I love my life. I love my friends. But sometimes, I just want to go home.
Story: Rheya Tanner
As a little girl, I was cursed with homesickness. No matter how fun it was to stay at a friend’s, a neighbor’s, even my grandma’s house, I’d never sleep soundly through the night. I’d always find myself lying awake, feeling alone, longing for home.
But that longing never followed me on my family’s summer road trips to Tennessee riverbanks and Georgia mountainsides. Maybe it was the hushed energy that moved through nature there, or maybe the presence of loved ones, that kept it at bay. Whatever it was, it turned those weeklong vacation houses into magical lands that felt like…home.

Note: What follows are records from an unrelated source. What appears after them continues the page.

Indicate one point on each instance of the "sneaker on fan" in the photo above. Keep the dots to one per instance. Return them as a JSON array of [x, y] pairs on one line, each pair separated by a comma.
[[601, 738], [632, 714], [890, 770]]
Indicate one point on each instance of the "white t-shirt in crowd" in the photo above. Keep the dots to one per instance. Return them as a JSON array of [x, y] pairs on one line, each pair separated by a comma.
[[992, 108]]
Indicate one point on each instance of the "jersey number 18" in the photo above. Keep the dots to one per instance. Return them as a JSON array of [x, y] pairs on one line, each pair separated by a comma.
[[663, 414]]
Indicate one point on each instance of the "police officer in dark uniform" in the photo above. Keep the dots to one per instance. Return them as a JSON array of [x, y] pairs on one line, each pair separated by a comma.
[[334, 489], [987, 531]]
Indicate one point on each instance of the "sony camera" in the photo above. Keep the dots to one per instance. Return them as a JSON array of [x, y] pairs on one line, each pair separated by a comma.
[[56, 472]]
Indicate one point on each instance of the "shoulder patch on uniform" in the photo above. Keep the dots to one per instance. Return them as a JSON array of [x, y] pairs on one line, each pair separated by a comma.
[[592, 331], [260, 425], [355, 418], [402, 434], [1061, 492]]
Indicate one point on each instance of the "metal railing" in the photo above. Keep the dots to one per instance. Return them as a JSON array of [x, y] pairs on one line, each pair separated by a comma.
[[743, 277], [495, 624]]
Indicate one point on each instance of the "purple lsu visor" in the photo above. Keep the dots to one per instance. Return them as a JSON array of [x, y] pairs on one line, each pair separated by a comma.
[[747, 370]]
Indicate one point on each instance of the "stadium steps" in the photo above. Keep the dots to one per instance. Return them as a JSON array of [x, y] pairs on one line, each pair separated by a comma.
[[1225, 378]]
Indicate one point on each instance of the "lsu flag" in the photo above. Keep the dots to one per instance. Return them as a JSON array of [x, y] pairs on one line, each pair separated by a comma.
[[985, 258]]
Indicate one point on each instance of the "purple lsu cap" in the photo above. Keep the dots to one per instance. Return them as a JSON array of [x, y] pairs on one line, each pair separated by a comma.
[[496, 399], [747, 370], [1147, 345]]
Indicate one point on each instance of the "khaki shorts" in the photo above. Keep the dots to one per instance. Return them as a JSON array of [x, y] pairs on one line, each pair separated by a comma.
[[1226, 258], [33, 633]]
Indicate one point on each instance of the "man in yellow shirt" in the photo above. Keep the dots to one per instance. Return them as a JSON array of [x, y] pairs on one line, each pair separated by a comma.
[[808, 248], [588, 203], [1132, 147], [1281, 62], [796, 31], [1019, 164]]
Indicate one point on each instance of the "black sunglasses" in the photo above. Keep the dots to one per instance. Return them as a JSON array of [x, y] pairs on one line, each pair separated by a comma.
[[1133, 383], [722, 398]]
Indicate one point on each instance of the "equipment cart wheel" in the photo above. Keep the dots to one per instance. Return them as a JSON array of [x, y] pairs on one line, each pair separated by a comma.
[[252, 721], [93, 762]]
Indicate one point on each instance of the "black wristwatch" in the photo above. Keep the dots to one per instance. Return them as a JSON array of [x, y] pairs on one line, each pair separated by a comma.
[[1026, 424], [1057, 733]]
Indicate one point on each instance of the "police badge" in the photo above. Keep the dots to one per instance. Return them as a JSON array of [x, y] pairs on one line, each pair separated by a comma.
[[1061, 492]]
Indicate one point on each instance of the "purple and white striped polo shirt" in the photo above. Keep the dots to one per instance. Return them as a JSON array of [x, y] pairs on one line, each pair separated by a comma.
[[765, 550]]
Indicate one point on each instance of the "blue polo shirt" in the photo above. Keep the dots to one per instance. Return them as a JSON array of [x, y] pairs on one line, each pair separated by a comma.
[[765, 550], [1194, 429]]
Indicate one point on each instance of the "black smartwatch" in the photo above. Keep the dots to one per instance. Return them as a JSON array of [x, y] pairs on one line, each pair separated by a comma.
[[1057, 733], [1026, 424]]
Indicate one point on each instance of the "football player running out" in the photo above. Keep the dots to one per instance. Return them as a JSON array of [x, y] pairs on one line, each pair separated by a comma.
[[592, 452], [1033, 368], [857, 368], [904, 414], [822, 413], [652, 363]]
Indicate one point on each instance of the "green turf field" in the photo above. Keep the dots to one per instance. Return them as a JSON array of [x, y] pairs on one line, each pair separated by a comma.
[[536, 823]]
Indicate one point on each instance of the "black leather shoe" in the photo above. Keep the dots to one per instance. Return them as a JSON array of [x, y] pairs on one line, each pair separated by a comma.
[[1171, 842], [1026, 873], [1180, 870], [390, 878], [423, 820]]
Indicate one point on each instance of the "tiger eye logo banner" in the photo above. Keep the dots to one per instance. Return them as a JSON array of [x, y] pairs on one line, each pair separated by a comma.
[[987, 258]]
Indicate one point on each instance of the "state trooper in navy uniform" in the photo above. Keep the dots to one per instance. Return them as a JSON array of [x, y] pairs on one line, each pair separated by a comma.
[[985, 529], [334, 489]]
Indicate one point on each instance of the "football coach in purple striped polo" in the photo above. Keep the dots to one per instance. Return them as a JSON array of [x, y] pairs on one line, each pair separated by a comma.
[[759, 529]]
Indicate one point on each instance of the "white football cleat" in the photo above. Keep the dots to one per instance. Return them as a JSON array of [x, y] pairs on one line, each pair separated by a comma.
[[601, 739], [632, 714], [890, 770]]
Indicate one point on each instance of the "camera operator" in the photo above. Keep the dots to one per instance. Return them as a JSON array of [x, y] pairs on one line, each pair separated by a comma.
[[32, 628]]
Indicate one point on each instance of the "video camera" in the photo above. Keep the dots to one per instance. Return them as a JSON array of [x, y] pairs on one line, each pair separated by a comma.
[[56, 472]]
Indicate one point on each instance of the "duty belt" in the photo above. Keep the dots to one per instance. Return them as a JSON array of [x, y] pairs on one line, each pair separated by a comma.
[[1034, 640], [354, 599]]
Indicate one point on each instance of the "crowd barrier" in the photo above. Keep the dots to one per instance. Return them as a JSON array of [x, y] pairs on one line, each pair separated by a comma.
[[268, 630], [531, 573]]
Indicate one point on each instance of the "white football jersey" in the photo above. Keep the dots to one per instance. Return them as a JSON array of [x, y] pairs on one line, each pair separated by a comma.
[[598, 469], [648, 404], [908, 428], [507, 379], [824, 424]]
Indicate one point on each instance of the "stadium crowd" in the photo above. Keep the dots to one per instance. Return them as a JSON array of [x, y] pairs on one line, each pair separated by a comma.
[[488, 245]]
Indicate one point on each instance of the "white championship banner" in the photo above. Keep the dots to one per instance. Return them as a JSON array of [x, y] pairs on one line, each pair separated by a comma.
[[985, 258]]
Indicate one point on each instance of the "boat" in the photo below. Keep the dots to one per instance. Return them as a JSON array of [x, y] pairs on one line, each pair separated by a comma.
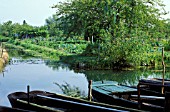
[[112, 93], [9, 109], [52, 102], [156, 84]]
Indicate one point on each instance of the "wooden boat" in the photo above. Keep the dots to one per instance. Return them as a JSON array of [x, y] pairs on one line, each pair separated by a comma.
[[45, 101], [9, 109], [156, 84], [112, 93]]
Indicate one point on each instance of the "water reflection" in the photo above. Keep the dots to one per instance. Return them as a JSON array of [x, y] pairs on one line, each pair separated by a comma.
[[45, 74]]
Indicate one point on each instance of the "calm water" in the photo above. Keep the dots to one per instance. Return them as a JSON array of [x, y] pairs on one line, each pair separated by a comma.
[[42, 75]]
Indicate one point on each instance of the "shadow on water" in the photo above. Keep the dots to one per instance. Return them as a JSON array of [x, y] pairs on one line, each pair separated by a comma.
[[68, 90]]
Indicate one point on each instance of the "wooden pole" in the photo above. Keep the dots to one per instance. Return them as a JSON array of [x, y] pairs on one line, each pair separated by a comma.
[[139, 101], [163, 73], [28, 92], [167, 102], [90, 91]]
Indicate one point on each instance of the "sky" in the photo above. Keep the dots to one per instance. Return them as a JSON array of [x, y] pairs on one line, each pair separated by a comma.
[[35, 11]]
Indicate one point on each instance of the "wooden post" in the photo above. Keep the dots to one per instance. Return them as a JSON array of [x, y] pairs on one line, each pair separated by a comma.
[[167, 102], [139, 101], [163, 73], [1, 50], [90, 91], [28, 92]]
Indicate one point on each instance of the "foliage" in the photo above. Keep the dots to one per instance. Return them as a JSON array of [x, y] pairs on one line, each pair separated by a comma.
[[96, 18], [70, 91], [16, 30]]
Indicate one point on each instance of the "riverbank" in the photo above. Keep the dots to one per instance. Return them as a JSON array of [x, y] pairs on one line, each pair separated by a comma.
[[4, 58], [83, 55]]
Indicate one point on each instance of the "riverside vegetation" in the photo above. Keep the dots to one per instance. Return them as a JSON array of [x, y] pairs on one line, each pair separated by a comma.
[[96, 34]]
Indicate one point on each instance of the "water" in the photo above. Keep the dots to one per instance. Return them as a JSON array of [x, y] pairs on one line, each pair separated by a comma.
[[42, 75], [39, 76]]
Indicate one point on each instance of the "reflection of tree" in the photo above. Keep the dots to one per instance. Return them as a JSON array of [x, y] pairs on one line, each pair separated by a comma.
[[71, 91], [56, 65], [123, 77]]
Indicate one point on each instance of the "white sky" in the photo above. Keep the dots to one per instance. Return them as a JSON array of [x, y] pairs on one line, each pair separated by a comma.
[[34, 11]]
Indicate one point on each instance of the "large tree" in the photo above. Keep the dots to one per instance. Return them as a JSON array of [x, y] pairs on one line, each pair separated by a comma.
[[98, 18]]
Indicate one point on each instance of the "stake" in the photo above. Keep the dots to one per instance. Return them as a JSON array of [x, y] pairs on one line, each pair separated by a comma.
[[90, 91], [163, 74], [28, 96], [139, 101]]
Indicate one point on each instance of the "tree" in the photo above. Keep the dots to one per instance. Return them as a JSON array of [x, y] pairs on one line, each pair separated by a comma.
[[100, 18]]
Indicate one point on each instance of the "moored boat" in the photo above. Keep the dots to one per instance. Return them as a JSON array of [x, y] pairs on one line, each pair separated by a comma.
[[45, 101], [112, 93], [9, 109]]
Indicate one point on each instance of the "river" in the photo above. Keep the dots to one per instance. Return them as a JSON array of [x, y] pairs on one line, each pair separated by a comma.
[[49, 75]]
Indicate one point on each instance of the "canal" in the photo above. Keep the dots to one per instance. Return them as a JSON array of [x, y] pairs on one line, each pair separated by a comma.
[[50, 76]]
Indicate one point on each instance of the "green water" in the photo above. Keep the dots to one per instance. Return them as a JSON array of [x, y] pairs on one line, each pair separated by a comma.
[[44, 74]]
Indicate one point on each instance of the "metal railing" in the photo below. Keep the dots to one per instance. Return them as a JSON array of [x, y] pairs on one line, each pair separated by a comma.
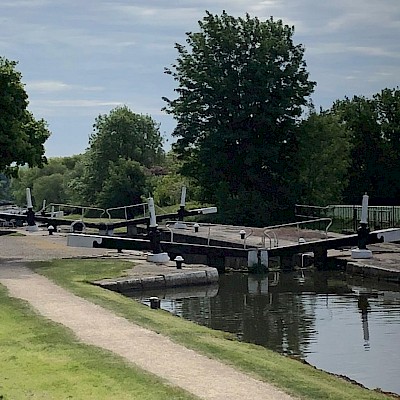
[[347, 217], [51, 208], [211, 229], [125, 209], [271, 229]]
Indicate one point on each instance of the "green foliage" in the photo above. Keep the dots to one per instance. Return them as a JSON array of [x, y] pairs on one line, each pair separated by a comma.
[[22, 137], [241, 87], [166, 189], [53, 182], [124, 185], [374, 126], [323, 159], [5, 193], [120, 135]]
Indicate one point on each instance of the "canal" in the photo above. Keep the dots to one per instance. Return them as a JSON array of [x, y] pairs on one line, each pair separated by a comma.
[[342, 325]]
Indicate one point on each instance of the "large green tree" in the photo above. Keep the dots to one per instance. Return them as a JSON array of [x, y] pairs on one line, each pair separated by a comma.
[[323, 159], [374, 126], [22, 137], [55, 182], [242, 84], [117, 136]]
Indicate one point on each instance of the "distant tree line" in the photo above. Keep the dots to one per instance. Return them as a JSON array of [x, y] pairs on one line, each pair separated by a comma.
[[243, 140]]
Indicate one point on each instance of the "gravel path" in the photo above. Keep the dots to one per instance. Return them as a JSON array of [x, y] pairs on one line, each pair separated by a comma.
[[206, 378]]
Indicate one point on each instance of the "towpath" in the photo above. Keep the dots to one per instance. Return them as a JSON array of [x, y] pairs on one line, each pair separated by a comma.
[[206, 378]]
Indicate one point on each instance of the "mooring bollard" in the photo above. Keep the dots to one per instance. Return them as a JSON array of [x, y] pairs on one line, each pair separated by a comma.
[[154, 303], [179, 261]]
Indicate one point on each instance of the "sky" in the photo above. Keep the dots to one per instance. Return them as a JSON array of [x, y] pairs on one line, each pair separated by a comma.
[[80, 59]]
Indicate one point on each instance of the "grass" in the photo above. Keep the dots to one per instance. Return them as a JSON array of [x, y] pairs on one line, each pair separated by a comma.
[[42, 360], [291, 375]]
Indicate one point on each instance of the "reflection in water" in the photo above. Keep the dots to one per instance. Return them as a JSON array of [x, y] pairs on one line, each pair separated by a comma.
[[364, 307], [312, 315]]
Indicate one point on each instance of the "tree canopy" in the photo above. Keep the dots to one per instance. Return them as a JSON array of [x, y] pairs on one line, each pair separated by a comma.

What is that, the sense of “home”? Is it family? Nostalgia? Contentment? I used to think it was simply a place, specifically the place where I spent 20 years growing up. But at some point as we were moving out of that place, I discovered that all the “home” had trickled out along with the boxes.
If you asked me today,
I’d say I currently have two homes: one in my little RV tucked behind the trees lining the highway, and another in my mom’s house. Both soothe a different ache in my soul, and neither feels quite like home without the other. However, I’d also say I find a touch of home in church pianos and in my mother’s hands. I find it in my favorite pajamas, quiet nighttime drives, blank journals, and the giant stuffed dog my dad bought me when I was sick that one time.
Of course, those aren’t places. Yet all the same, they welcome me, comfort me, and, for just a split second, they give me everything I’ve spent my life searching for.
I am 23 now—by no means a grown-up, but certainly an adult. I’ve felt happiness. I’ve felt loss. I am the fullest and the emptiest I’ve ever been. But somehow I haven’t escaped that childhood curse. On some nights still, when the thick velvet sky presses heaviest against the roof of my house, I find myself lying awake, alone. Longing for home.